Antimythe

J’ai eu 40 ans cette année. Vous savez ce qu’on en dit : « la crise des 40 ans » ! Je crois que je n’ai pas échappé à la règle.

Cette année a été pour moi la plus terrible de mon existence. Les souffrances endurées tant sur les plans psychique, émotionnel, spirituel, affectif, intellectuel, familial et physique, l’ont été à un point jamais atteint auparavant.

Ceux de mes amis qui m’accompagnent depuis 20 ans savent pourtant que ma vie était pourtant loin d’être un long fleuve tranquille, et que sur le plan « galères », j’en avait déjà mon lot, et que loin de m’avouer vaincu, je mettais une énergie constante à avancer malgré les coups reçus !

Et pourtant…

La fin de l’année 2004, voit pour moi l’entrée dans un nouvel univers. Un univers ou mes 40 prochaines années me semblent porteuses de mille feux d’artifice, pleines de vie, de découvertes, de réalisations, de rencontres, sans oublier les combats à mener, les recherches à continuer, les vents contraires à utiliser.

L’année 2005 sera ainsi pour moi, une année de transition. Et notamment sur un point qui me taraude depuis des lustres. L’écriture.

Oui, l’écriture. Cette brûlure, en moi depuis si longtemps, de développer ma pensée par l’écrit. Ainsi, partager mes recherches, encourager à la réflexion, détruire les idées reçues, nettoyer une certaine « foi », libérer, désenchaîner, appeler, accompagner (Esaïe 58). En disséquant les certitudes, les illusions morbides, et les croyances mortifères. Bref, devenir un anti-mythe. Une simple vapeur, qui disparaîtra « comme la fleur de l’herbe », mais qui aura nourri l’industrieuse abeille, qui avec sa merveilleuse chimie transformera un peu de suc en miel prodigieux. C’est ce que je souhaite à ceux qui me liront.

J’ai la réputation d’être passionné et véhément, et je le serai. Certes, les années me « poliront » certainement, mais je leur laisse se soin. Je fais en attendant le pari de l’entièreté et du radicalisme dans mes analyses et les conclusions que j’en tirerai. A chacun d’en tirer ce qui lui sera profitable.

C’est cela aussi d’être un anti-mythe aujourd’hui, ne plus croire les « bons discours » pleins de paroles lénifiantes comme étant les seuls porteurs d’évolution et d’avenir.

C’est cela aussi d’être « né d’ailleurs « , où « né d’en Haut », pouvoir parler en « Je », assumer sa parole comme émanant du plus profond de son être.

C’est cette « nouvelle naissance » que j’aurai expérimentée cette année.
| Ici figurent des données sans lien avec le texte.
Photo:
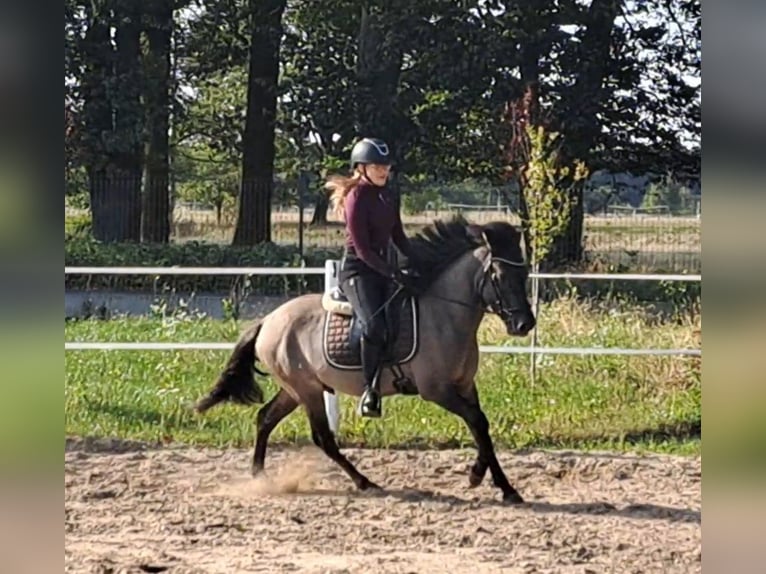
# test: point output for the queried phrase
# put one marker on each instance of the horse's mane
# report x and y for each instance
(440, 243)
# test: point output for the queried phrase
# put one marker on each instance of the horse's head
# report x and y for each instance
(503, 284)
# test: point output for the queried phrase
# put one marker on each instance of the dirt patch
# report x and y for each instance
(178, 510)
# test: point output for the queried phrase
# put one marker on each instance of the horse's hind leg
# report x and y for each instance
(324, 439)
(269, 416)
(470, 411)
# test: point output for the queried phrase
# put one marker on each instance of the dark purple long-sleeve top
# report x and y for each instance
(372, 220)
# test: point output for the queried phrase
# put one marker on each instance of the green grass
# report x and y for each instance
(616, 403)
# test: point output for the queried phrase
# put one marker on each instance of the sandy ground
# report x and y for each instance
(179, 510)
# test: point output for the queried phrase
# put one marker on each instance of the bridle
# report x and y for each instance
(498, 306)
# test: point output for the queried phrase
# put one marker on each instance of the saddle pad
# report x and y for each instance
(340, 354)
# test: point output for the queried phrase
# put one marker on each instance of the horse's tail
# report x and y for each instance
(236, 383)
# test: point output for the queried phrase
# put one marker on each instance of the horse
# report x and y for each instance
(466, 270)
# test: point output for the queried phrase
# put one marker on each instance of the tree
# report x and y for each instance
(113, 117)
(254, 217)
(158, 25)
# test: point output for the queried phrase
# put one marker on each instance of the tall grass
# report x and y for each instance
(604, 402)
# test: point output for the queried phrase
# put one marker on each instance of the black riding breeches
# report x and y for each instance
(367, 291)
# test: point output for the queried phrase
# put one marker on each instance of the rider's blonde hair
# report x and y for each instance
(339, 187)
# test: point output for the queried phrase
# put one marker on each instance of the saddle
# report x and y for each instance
(342, 334)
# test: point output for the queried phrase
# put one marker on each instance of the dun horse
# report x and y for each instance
(309, 347)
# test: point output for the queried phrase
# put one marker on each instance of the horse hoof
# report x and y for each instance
(512, 497)
(369, 485)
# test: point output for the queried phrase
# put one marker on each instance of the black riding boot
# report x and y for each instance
(369, 404)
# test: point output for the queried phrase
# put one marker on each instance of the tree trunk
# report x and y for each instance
(127, 157)
(254, 217)
(379, 63)
(97, 117)
(156, 209)
(581, 125)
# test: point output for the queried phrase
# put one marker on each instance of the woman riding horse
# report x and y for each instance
(372, 219)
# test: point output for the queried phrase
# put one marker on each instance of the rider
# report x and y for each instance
(372, 219)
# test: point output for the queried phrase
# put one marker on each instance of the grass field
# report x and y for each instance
(651, 242)
(635, 403)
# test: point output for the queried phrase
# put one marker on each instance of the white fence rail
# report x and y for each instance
(155, 346)
(321, 270)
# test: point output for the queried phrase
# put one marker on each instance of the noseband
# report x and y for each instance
(497, 306)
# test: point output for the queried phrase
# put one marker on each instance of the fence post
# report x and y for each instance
(302, 188)
(536, 312)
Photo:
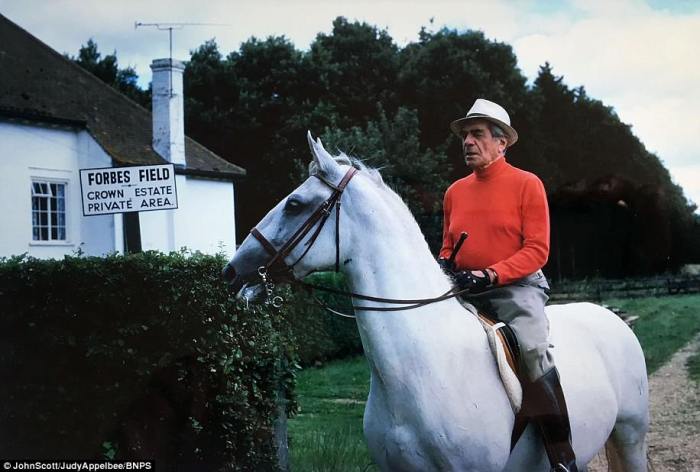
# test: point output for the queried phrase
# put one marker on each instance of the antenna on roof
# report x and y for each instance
(169, 27)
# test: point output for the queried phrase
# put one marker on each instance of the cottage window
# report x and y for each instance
(48, 211)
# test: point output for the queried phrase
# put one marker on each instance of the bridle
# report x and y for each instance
(276, 269)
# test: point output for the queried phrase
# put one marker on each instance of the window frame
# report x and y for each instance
(51, 224)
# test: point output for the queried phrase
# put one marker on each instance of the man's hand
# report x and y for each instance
(447, 266)
(473, 280)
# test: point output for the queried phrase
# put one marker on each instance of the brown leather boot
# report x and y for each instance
(547, 408)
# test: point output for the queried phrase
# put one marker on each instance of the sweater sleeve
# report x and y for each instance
(534, 252)
(447, 243)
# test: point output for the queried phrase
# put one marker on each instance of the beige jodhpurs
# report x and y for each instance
(521, 306)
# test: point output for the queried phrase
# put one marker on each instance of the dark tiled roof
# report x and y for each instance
(38, 83)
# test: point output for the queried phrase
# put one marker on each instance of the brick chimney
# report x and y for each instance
(168, 110)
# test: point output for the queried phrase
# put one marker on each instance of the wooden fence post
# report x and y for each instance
(280, 425)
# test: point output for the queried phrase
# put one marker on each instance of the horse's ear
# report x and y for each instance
(321, 157)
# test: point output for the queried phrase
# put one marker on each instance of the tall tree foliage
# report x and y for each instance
(107, 69)
(419, 175)
(614, 207)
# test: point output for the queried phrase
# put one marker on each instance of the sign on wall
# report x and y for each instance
(126, 189)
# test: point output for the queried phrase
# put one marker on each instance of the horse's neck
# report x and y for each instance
(395, 262)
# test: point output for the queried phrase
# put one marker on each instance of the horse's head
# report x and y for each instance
(299, 235)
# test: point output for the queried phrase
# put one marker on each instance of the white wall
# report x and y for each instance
(204, 220)
(207, 218)
(30, 151)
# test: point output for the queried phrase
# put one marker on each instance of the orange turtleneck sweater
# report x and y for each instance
(504, 211)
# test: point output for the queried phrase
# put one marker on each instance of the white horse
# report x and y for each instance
(436, 401)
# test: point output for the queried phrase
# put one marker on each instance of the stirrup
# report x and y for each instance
(562, 468)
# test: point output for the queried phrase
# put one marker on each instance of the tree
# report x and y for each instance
(354, 68)
(107, 69)
(418, 175)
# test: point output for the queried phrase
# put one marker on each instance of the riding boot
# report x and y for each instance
(547, 408)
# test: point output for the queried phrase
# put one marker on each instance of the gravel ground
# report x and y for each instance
(673, 441)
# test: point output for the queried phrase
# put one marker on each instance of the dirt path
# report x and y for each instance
(674, 437)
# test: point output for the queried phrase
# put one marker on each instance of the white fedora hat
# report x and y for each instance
(486, 110)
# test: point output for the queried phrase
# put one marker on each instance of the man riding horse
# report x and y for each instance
(504, 211)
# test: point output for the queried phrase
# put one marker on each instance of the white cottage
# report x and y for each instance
(56, 118)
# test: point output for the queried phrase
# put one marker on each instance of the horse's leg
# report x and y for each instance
(626, 449)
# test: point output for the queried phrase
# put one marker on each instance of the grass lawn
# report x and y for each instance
(327, 433)
(665, 324)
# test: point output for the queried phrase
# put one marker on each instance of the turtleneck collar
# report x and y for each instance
(492, 170)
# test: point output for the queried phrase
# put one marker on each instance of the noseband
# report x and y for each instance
(277, 267)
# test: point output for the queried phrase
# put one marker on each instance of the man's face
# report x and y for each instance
(480, 149)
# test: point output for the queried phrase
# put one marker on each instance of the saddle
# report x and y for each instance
(506, 350)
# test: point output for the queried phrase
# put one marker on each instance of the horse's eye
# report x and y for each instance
(293, 205)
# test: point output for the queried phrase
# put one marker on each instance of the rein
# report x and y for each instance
(278, 268)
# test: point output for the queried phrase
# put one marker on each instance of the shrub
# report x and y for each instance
(140, 356)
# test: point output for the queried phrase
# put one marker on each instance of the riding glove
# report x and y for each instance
(465, 279)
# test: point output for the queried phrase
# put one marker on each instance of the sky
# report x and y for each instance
(638, 56)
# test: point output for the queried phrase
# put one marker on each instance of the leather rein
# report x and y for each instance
(278, 269)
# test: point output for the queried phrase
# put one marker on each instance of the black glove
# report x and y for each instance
(474, 283)
(447, 266)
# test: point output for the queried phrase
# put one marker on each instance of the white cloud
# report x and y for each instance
(640, 60)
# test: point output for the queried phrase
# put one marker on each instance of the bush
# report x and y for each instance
(141, 356)
(319, 335)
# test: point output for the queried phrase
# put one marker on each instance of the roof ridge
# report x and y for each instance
(76, 66)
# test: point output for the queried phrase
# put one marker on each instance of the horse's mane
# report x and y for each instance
(345, 159)
(390, 196)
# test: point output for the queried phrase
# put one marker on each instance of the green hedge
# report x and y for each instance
(143, 356)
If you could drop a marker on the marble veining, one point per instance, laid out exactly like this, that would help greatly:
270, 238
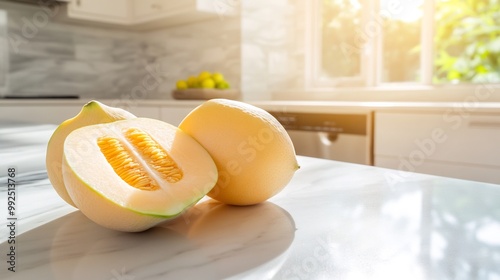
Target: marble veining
334, 220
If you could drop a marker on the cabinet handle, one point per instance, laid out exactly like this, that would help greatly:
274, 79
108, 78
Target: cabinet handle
491, 124
156, 6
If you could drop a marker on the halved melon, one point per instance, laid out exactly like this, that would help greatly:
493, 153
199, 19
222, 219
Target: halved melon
93, 112
133, 174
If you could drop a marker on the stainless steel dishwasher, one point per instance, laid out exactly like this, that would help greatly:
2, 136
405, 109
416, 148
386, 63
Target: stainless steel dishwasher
338, 136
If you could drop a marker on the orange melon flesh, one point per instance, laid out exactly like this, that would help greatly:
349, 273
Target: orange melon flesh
108, 197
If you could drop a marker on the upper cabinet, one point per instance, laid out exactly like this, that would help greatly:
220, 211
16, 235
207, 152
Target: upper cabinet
143, 14
109, 11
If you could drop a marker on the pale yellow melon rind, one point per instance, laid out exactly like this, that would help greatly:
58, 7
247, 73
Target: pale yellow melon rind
105, 212
254, 155
107, 200
93, 112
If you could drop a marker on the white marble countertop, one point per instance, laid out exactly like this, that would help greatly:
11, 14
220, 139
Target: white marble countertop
333, 221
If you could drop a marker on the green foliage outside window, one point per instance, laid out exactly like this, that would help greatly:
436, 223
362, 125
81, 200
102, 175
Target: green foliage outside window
467, 41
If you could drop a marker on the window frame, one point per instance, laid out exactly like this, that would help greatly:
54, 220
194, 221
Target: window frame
372, 66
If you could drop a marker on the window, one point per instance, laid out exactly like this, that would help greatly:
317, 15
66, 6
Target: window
379, 43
Cette capacité de pouvoir dire « j’existe » et d’en explorer toute la liberté et la responsabilité dès à présent. Que ceux qui me le souhaitaient de manière « religieuse » encore récemment ne se réjouissent pas trop, le résultat n’était pas prévisible, et certainement pas à l’image de leurs attentes. En effet, Jésus ne dit-il pas : « C’est comme le vent : tu en entends le bruit et tu en vois les effets, mais tu ne sais ni d’où il vient ni où il va. Ainsi en est-il de tout homme qui est né de l’esprit.. » ?

A cause de cela, cette année 2004 est la plus importante année que j’ai déjà vécu, la plus fructueuse, la plus prodigieuse. Ma vie est un cadeaux fabuleux, et je remercie le « dieu créateur » (« la Vie » comme dirait Martine, non-chrétienne par dégoût, « fille de la Vie divine » par conviction. Et née de nouveau par réalité. Merci Martine de ton témoignage !) de me l’avoir laissé vivre encore une année. Car maintenant, je peux mourir en paix, je sais que je continuerai à vivre…

Je vous laisse sur cette citation extraordinaire :

« Le grand ennemi de la vérité est très souvent, non le mensonge – délibéré, intentionnel et malhonnête – mais le mythe – persistant, convaincant, et…irrésistible » J.F. Kennedy.